The anime series Ghost In The Shell: Stand Alone Complex caught my attention one night while Wort was watching, and I was puttering between the living room and the laundry room.
The series features spiderlike combat vehicles (i.e. tanks) equipped with artificial intelligence. These are called Tachikomas.
What piqued my interest that evening was a (rather one-sided) conversation about God between one of these A.I. beings and a human, Batou. This particular Tachikoma's voice sounds like that of a child about the age of five. It said:
"And you know that 'existence of God' thing that I had trouble
understanding before? I think I'm starting to understand it now.
Maybe, just maybe, it's a concept that's similar to a zero in
mathematics. In other words, it's a symbol that denies the absence of
meaning, the meaning that's necessitated by the delineation of one system
from another.

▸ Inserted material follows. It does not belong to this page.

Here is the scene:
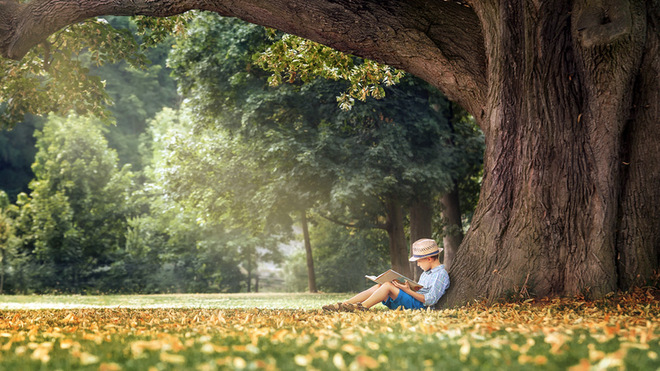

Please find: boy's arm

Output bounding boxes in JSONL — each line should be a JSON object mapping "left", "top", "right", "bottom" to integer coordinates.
{"left": 392, "top": 281, "right": 427, "bottom": 304}
{"left": 419, "top": 269, "right": 450, "bottom": 307}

In analog, that's God. In digital, it's zero."
I found myself staring at the TV with the same affectionate half-smirk that my mother always had whenever I would say something poignant when I was very young. ("Out of the mouths of babes," she'd say. I don't expect she knew the origin of that phrase, so that lends a certain irony to the moment, at least for me.)

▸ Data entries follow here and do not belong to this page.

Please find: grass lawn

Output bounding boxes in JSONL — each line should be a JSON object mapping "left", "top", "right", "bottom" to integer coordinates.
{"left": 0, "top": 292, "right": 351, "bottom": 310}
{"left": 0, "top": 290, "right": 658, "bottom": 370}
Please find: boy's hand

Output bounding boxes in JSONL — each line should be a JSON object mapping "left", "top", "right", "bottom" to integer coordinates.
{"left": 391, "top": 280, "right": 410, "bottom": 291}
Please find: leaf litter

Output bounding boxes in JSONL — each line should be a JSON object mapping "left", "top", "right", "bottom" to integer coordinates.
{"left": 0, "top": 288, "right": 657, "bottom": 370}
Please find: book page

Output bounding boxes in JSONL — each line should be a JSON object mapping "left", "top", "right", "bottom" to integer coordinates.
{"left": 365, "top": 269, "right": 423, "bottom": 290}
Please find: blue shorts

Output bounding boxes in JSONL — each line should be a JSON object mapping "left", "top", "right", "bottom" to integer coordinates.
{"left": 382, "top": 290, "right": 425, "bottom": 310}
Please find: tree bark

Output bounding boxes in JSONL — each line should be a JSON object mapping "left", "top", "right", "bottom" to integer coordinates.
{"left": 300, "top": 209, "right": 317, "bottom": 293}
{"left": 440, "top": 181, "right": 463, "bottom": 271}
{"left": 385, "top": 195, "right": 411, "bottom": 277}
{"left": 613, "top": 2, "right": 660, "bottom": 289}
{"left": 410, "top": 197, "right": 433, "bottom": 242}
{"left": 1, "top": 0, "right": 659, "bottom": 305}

Those who know me a little probably see me as someone who waffles between atheism and agnosticism. Really, I've just always felt like the Tachikoma: "existence of God" is a "thing" I've had trouble understanding ever since I was introduced to the idea. I like this explanation, because I can accept the need for a defined concept to signify place value.
1 comment:
Gershom Scholem, noted historian of Jewish metaphysics, once wrote/delivered a lecture about how G*d is best described as what G*d is not, rather than imposing limits by suggesting what G*d is.
Of course, this idea can be taken to great limits. But that's not for here.